O phising (técnica de crime cibernético que usa fraude, truque ou engano para manipular as pessoas e obter informações confidenciais) foi a tipologia de cibercrime mais reportada durante o ano passado. Segundo um documento publicado pelo Gabinete de Cibercrime da Procuradoria Geral da República, deram entrada 358 denúncias em 2022. Este número constitui por si só 16,85% de todas as denúncias recebidas registando-se, comparativamente ao ano anterior, um aumento exponencial de 114,37% (+167 denúncias).
No relatório publicado pelo Ministério Público é destacado o facto de, durante o ano passado, se terem sucedido “inúmeras e diversas campanhas de phishing, com o propósito de facultarem aos seus autores os dados de acesso a cartões e a contas bancárias (e a outro tipo de contas online) das vítimas.
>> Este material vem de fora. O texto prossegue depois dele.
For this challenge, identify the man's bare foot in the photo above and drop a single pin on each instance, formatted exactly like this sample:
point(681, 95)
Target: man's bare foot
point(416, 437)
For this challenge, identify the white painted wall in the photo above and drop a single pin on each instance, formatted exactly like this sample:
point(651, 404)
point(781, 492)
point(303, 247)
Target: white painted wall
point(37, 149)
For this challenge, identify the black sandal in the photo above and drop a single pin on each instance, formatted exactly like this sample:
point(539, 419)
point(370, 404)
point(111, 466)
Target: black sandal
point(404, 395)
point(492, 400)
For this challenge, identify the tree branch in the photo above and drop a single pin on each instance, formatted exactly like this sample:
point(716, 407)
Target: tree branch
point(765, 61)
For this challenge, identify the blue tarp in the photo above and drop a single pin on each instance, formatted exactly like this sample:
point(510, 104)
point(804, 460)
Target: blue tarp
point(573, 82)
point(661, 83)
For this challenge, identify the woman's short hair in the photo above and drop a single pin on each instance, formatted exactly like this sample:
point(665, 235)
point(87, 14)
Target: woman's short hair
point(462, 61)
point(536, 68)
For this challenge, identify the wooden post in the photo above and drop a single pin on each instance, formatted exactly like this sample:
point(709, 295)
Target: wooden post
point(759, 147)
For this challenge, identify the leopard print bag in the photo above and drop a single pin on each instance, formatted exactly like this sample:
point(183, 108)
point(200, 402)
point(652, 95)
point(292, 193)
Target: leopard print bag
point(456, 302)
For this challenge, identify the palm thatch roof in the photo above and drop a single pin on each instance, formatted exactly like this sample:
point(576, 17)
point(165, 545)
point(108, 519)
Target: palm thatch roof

A generalidade dos bancos portugueses (ou melhor, os seus clientes) foram alvos deste tipo de iniciativas criminosas”.
No capítulo dedicado ao phising, alerta-se igualmente para a evolução desta metodologia criminosa “visando menos o acesso a contas bancárias e mais intensamente os dados de cartões de crédito. Esta mutação pode ter tido origem no reforço das medidas de segurança de acesso às contas de homebanking, designadamente com a implementação de múltiplos factores de autenticação”.
Apesar de se ter vindo a observar uma maior prevalência de tentativas de obtenção ilícita de dados de cartões de crédito, reforça-se que este modelo de actuação permaneceu “inalterado”.
“Continua a passar pela remessa de milhões de mensagem de email, pelas quais os agentes do crime induzem as vítimas a aceder a páginas falsas, por si geridas, onde são incentivadas a introduzir os dados dos seus cartões de crédito”, pode ler-se.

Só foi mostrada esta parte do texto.